A recent Chronicle article discusses age and teaching through the lens of a magazine article called “Confessions of a formerly hot woman.” The author does a really nice job of pointing out how problematic associations between bodies and knowledge nevertheless manifest in very real ways in the classroom. A single pedagogy may not work forever; pedagogy must shift along with teacher embodiment.
“… in recent years, as I have moved into middle age, the concept of the “formerly hot woman” has returned to me in a different manifestation, one related to my professional identity as a professor of English. . . . students are beginning to react differently to my pedagogical and advising strategies . . .”

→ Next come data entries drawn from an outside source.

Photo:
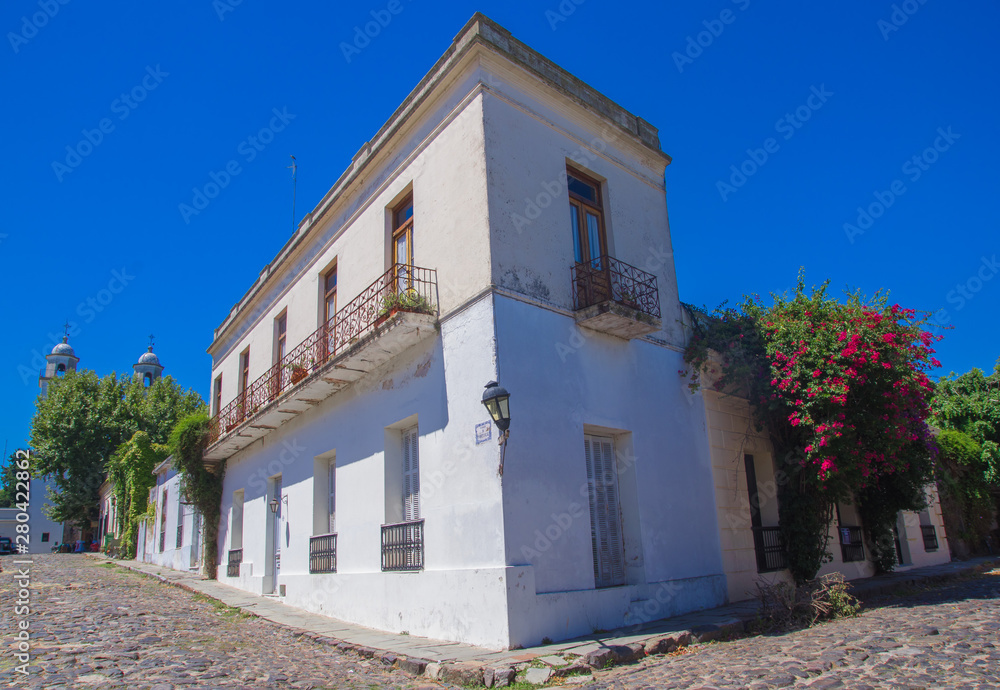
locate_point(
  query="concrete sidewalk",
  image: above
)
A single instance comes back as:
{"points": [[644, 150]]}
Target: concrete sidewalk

I find this fascinating, and a little troubling. Moreover, I’m a bit appalled at the lack of research in this area. (Maybe I’m using the wrong search terms.) Aside from this Chronicle piece, my initial searches have turned up only one relevant article on how pedagogy might change as teachers age. Everything else is focused on the age of learners, or turns up sources about the information/digital/internet “age.” The one piece I did find–an article from the journal Feminist Teacher–introduces some fairly insulting stereotypes about female teachers of reproductive age. I refuse to believe that the only way we can value the teaching of older women is by denigrating that of their younger counterparts, and thus I’m left with very little in the way of resources to think about how pedagogy changes with age. Perhaps this is an important direction for future research on teaching and embodiment.